Today is 80% about Sundance travelling. Leaving for Burbank airport at 9 am to catch an 11:15 am flight. Better early than sorry. To save dough I’m flying to Las Vegas and then parking it for two hours, and then flying to Salt Lake City. I get in at 4:30 pm, and it’ll take at least 90 minutes if not two hours to get to the Park Regency with those slow-ass shuttle vans dropping customers off in way-out-of-the-way locations. And for all of it, there probably won’t be any snow to marvel at during the entire nine days. The last time there was any kind of Sundance snowfall was maybe three years ago. 11:10 am update: Southwest Vegas flight delayed by 30 minutes. 1:10 pm update: Enjoying superb free wifi at LV’s McCarran airport. My Southwest Salt Lake City flight leaves at 1:55 pm.

O’Hehir, Foundas Detecting What 98.5% of Sniper Viewers Are Either Missing or Ignoring

“After sitting through American Sniper twice, I’m more convinced than ever that there’s a level of sardonic commentary at work that is sometimes subtle and sometimes pretty damn obvious. Pay attention to Cooper’s increasingly congested body language, the posture of a man stricken with unmanageable psychic distress. Pay attention to the use of the phrase ‘mission accomplished’ late in the film, or the stateside scene in which Kyle runs into a Marine whose life he saved in Fallujah and can’t even make eye contact with the guy. This is a portrait of an American who thought he knew what he stood for and what his country stood for and never believed he needed to ask questions about that. He drove himself to kill and kill and kill based on that misguided ideological certainty — that brainwashing, though I’m sure Clint Eastwood would never use that word — and then paid the price for it. So did we all, and the reception of this film suggests that the payments keep on coming due.” — from “American Sniper and the culture wars: Why the movie’s not what you think it is” — Andrew O’Hehir, Salon, 1.20.

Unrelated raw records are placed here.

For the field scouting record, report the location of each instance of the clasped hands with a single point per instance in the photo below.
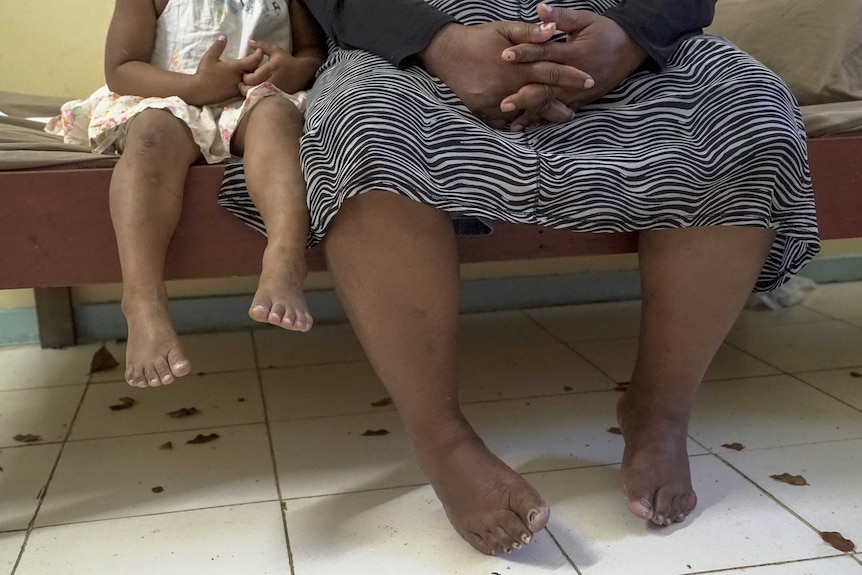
(220, 80)
(509, 72)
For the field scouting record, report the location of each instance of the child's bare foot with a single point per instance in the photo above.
(489, 504)
(154, 356)
(279, 299)
(655, 471)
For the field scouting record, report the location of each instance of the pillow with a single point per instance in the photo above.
(815, 46)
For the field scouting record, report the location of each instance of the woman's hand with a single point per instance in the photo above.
(218, 81)
(467, 59)
(283, 70)
(593, 43)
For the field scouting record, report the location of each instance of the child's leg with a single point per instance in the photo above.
(268, 139)
(146, 201)
(694, 282)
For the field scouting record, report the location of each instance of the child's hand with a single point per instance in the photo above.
(219, 81)
(283, 70)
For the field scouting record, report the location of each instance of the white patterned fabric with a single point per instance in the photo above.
(714, 138)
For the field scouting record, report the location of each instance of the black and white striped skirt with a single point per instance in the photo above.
(715, 138)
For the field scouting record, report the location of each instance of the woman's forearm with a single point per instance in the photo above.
(659, 26)
(393, 29)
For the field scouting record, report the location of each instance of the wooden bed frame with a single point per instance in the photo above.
(57, 231)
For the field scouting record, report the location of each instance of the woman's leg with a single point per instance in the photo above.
(268, 138)
(395, 266)
(146, 199)
(694, 282)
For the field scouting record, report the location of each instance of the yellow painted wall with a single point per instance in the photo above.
(54, 47)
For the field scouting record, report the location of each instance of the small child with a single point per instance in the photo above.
(191, 79)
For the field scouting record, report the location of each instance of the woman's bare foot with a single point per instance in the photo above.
(279, 299)
(655, 471)
(154, 356)
(489, 504)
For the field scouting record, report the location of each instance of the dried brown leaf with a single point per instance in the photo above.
(102, 361)
(790, 479)
(838, 541)
(203, 438)
(125, 403)
(27, 438)
(183, 412)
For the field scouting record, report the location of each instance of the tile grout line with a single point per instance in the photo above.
(43, 492)
(154, 514)
(563, 551)
(572, 349)
(824, 392)
(281, 504)
(763, 490)
(736, 570)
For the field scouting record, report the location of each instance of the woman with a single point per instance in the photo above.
(678, 135)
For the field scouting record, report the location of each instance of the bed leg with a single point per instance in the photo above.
(55, 316)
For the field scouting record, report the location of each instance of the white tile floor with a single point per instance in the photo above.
(292, 487)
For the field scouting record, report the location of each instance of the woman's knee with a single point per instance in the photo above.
(277, 110)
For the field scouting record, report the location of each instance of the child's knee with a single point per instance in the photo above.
(157, 130)
(280, 110)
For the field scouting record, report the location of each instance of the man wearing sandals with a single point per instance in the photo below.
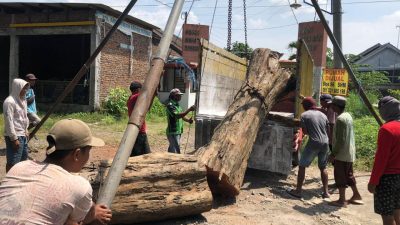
(315, 124)
(385, 177)
(343, 154)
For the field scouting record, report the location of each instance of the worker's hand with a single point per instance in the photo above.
(371, 188)
(15, 145)
(192, 108)
(331, 159)
(102, 213)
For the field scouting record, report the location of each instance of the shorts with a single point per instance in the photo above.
(312, 150)
(387, 195)
(141, 146)
(343, 172)
(174, 142)
(16, 156)
(34, 119)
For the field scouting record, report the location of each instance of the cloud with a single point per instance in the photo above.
(358, 36)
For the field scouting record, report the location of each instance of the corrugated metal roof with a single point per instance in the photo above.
(18, 7)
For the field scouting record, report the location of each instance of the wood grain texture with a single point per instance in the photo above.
(225, 157)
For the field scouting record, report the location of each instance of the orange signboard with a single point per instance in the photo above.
(315, 37)
(335, 82)
(192, 33)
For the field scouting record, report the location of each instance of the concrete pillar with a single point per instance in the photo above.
(14, 57)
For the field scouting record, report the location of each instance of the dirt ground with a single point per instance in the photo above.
(263, 198)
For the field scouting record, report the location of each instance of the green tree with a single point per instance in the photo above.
(239, 49)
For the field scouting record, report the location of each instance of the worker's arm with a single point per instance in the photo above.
(30, 97)
(183, 114)
(98, 212)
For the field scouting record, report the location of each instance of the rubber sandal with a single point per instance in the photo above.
(336, 204)
(355, 202)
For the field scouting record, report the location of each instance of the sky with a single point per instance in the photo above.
(272, 23)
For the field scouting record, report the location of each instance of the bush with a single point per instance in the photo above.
(366, 134)
(115, 103)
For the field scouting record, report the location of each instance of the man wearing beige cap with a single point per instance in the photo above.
(46, 192)
(34, 119)
(175, 118)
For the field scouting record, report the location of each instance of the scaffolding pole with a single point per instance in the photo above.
(84, 69)
(138, 115)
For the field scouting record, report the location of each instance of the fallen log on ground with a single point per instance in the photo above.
(156, 186)
(227, 153)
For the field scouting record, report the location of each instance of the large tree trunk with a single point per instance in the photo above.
(228, 151)
(157, 186)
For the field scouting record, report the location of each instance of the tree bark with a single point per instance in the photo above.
(157, 186)
(225, 157)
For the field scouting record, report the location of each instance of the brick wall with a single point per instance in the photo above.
(34, 17)
(115, 64)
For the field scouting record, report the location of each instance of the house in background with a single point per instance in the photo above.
(383, 58)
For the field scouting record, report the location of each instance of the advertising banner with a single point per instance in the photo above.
(335, 82)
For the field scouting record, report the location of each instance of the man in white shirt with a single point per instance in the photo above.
(46, 192)
(16, 123)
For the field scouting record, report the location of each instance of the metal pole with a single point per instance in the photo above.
(85, 68)
(138, 115)
(337, 31)
(346, 64)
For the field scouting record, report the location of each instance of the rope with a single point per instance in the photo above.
(228, 42)
(187, 138)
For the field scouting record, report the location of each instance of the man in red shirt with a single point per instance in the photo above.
(142, 144)
(385, 176)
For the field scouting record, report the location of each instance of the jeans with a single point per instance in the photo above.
(174, 140)
(15, 156)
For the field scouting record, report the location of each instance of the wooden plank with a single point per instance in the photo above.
(54, 24)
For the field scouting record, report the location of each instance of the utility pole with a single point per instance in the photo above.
(398, 36)
(337, 31)
(111, 183)
(346, 64)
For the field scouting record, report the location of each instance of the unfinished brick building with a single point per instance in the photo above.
(53, 40)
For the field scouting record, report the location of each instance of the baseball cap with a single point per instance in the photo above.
(339, 101)
(69, 134)
(30, 76)
(326, 98)
(308, 103)
(175, 91)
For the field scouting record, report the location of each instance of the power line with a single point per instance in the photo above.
(293, 13)
(265, 28)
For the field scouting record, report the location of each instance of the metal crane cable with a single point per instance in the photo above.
(228, 44)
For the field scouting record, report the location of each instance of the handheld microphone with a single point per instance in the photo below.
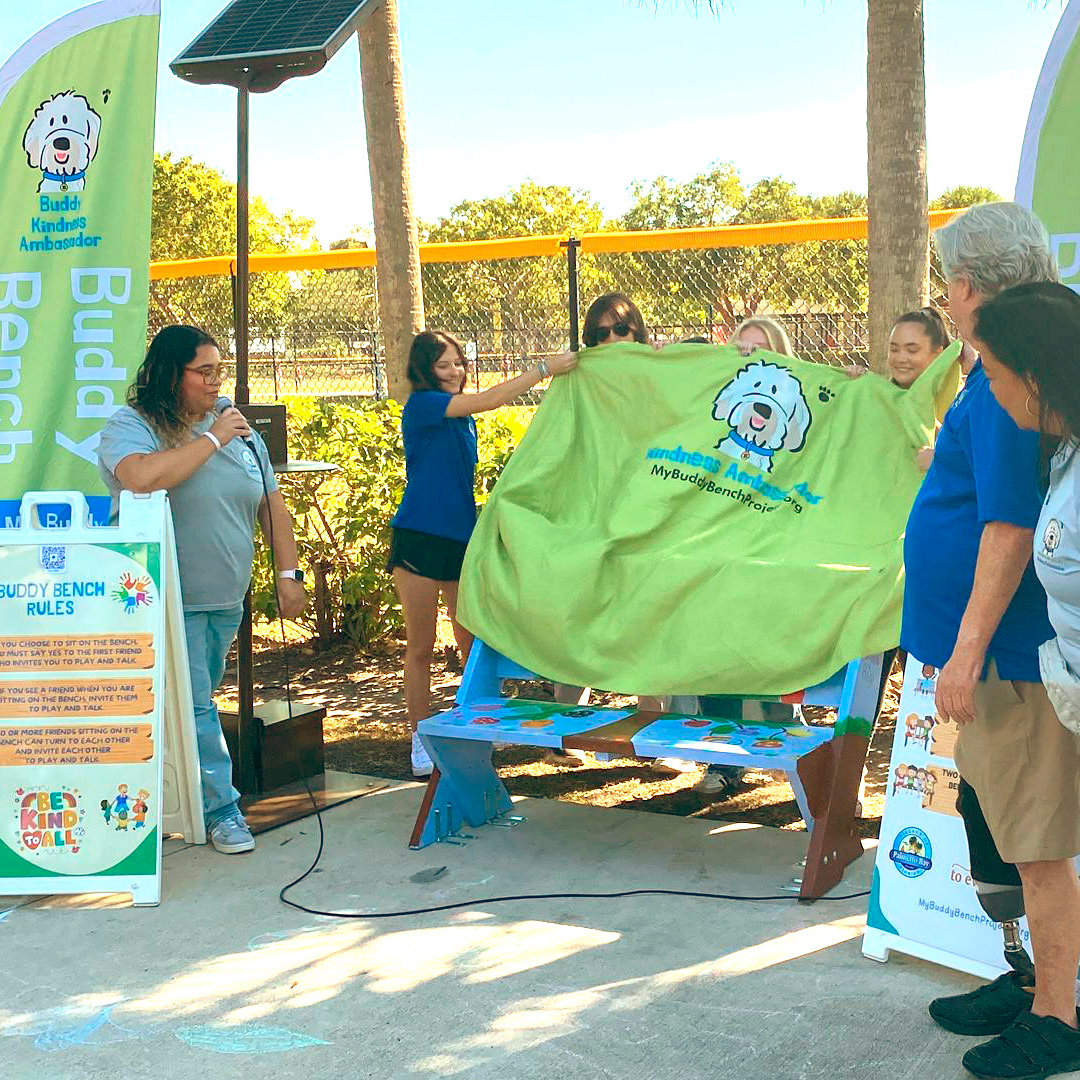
(221, 404)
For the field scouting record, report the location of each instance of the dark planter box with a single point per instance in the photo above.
(275, 754)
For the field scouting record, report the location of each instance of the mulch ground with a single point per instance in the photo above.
(366, 731)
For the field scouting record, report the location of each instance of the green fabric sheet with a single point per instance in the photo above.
(691, 521)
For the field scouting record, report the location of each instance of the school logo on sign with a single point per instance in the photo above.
(61, 142)
(49, 820)
(912, 852)
(133, 592)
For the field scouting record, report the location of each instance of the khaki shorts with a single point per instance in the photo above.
(1025, 769)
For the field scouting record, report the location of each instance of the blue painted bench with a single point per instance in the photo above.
(824, 765)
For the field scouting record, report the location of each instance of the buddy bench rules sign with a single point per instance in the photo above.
(81, 645)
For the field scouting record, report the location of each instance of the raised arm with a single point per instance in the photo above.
(277, 522)
(505, 392)
(169, 469)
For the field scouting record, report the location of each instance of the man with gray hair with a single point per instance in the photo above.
(973, 608)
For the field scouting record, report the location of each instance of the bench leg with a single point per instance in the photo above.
(831, 778)
(463, 790)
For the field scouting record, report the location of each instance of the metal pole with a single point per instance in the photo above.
(242, 283)
(571, 275)
(245, 718)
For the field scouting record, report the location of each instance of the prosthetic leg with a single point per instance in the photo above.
(997, 882)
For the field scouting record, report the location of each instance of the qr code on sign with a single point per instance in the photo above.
(53, 557)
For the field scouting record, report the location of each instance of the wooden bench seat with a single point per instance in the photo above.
(824, 765)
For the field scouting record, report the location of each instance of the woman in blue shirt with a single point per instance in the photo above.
(437, 511)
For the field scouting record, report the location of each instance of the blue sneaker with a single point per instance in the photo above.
(231, 836)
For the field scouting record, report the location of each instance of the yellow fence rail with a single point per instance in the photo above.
(659, 240)
(314, 326)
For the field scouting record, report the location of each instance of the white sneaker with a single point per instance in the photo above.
(673, 766)
(231, 836)
(421, 764)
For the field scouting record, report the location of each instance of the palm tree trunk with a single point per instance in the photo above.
(401, 296)
(895, 166)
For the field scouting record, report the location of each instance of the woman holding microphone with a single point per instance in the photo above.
(173, 435)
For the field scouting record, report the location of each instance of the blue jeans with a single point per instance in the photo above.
(210, 634)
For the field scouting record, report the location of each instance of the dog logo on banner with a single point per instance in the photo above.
(61, 142)
(766, 410)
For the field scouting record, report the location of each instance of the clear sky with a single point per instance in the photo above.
(597, 93)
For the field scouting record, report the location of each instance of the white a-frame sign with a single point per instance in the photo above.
(97, 747)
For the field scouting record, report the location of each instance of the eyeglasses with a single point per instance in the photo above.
(212, 376)
(619, 329)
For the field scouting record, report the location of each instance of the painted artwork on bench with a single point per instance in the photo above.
(521, 720)
(613, 730)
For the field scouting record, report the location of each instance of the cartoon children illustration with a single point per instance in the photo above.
(928, 727)
(139, 808)
(910, 727)
(901, 780)
(926, 684)
(928, 786)
(120, 807)
(920, 781)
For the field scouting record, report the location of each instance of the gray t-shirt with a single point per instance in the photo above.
(1057, 551)
(214, 510)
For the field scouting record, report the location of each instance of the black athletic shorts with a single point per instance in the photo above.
(427, 555)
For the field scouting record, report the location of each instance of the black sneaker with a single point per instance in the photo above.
(1031, 1048)
(987, 1010)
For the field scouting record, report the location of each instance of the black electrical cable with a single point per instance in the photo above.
(480, 902)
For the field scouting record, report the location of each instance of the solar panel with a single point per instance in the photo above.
(261, 42)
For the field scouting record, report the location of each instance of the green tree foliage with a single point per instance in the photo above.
(193, 216)
(711, 198)
(501, 302)
(719, 286)
(963, 194)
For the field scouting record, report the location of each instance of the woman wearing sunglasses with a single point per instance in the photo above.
(611, 319)
(437, 511)
(174, 435)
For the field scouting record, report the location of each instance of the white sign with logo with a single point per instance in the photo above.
(94, 691)
(922, 900)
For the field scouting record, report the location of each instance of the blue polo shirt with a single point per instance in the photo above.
(985, 469)
(440, 468)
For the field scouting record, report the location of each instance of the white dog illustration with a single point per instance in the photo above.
(62, 142)
(766, 409)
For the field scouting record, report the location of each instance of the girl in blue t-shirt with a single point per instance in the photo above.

Cosby Will Never “Say” Anything

I still say the only decent thing Bill Cosby can do at this point is to cough up $10 or $15 million and dispense it to the 30-plus victims in some kind of indirect, half-assedly benevolent way, which would be a form of atonement without actually admitting anything. History will at least record that Cosby half-acknowledged his fiendishness and offered a little restitution as an oblique way of saying “I can’t say I’m sorry because I can’t say I’m guilty but…well, you know.”